Muito mais do que uma atuação em defesa da Amazônia, dos povos da floresta e de modelos de desenvolvimento sustentáveis, parlamentares do Acre, do Amapá, do Amazonas, do Pará, de Rondônia, de Roraima e do Tocantins têm uma atuação muito mais voltada a atender aos interesses do agronegócio e de grandes empreendimentos de infraestrutura que lhes são muito mais rentáveis – nos muitos sentidos da palavra.
Além de aberturas de estradas, a classe política do Norte se mostra favorável a pautas como o marco temporal – ou seja, dificultar os processos de demarcação de terras indígenas -, liberar a mineração em territórios indígenas, reduzir ou acabar com unidades de conservação e o afrouxamento da legislação ambiental como um todo.
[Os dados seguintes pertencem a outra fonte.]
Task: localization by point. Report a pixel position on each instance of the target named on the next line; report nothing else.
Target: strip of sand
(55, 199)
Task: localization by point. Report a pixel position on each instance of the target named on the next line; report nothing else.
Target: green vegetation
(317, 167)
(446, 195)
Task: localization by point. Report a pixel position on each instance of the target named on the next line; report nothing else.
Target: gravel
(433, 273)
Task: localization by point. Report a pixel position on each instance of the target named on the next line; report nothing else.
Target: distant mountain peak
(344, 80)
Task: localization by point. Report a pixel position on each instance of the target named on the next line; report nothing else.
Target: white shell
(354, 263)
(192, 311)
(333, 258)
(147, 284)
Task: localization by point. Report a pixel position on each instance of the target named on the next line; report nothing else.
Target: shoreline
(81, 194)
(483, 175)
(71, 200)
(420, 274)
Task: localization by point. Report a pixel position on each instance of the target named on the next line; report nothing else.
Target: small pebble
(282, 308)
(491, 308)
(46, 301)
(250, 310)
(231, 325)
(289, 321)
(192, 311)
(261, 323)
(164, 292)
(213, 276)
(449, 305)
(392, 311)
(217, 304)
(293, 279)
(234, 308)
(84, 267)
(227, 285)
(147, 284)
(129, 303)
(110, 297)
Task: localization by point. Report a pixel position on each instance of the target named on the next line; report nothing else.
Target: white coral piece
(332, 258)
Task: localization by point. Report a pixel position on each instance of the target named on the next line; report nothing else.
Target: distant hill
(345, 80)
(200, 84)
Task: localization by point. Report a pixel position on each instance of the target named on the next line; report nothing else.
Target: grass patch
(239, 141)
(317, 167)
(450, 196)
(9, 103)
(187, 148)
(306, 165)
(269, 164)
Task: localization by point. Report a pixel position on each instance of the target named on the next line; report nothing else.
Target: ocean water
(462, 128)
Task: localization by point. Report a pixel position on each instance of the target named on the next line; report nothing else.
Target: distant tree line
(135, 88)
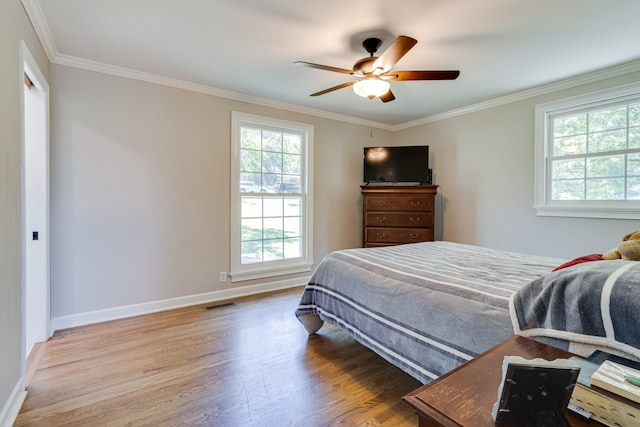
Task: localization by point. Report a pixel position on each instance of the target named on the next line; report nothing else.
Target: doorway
(35, 204)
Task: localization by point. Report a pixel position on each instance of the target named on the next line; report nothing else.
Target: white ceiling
(246, 48)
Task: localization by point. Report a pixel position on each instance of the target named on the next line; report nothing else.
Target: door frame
(41, 288)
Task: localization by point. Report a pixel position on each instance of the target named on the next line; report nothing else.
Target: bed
(429, 307)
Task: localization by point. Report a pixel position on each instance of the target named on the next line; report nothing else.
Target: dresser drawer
(417, 203)
(398, 235)
(397, 219)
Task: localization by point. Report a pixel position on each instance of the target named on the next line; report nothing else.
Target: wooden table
(465, 396)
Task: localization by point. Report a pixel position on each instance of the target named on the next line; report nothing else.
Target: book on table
(618, 379)
(603, 406)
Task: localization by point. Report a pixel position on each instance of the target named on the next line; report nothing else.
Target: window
(588, 156)
(271, 215)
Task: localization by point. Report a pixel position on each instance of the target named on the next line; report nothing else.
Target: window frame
(544, 113)
(241, 272)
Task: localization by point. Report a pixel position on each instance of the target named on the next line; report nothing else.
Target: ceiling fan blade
(400, 46)
(324, 67)
(331, 89)
(421, 75)
(387, 96)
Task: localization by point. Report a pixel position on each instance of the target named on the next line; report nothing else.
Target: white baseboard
(12, 406)
(87, 318)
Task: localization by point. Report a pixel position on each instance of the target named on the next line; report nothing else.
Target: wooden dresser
(394, 214)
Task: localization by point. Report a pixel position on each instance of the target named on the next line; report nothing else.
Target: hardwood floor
(247, 364)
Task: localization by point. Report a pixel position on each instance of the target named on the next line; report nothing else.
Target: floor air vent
(213, 307)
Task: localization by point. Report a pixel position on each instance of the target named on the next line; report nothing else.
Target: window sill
(589, 212)
(261, 273)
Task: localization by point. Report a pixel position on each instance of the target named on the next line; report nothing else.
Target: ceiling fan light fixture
(371, 87)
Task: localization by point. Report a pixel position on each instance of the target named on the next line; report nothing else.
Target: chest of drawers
(393, 215)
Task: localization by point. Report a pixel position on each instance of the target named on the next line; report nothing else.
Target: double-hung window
(588, 155)
(271, 203)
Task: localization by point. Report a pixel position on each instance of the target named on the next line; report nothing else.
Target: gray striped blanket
(425, 307)
(594, 305)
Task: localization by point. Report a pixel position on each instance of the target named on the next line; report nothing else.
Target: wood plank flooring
(247, 364)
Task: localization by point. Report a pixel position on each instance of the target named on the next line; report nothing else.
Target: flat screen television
(404, 164)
O ataque sofrido pela ministra Marina Silva ao vivo e a cores para todo o país foi apenas a externalização de uma agenda orquestrada da bancada da motosserra eleita pela população dos estados cujos territórios estão ocupados pela Floresta Amazônica. Para fazer a boiada passar, passam por cima da lei, da ministra, da mulher.
Possuem total desprezo pela dignidade humana.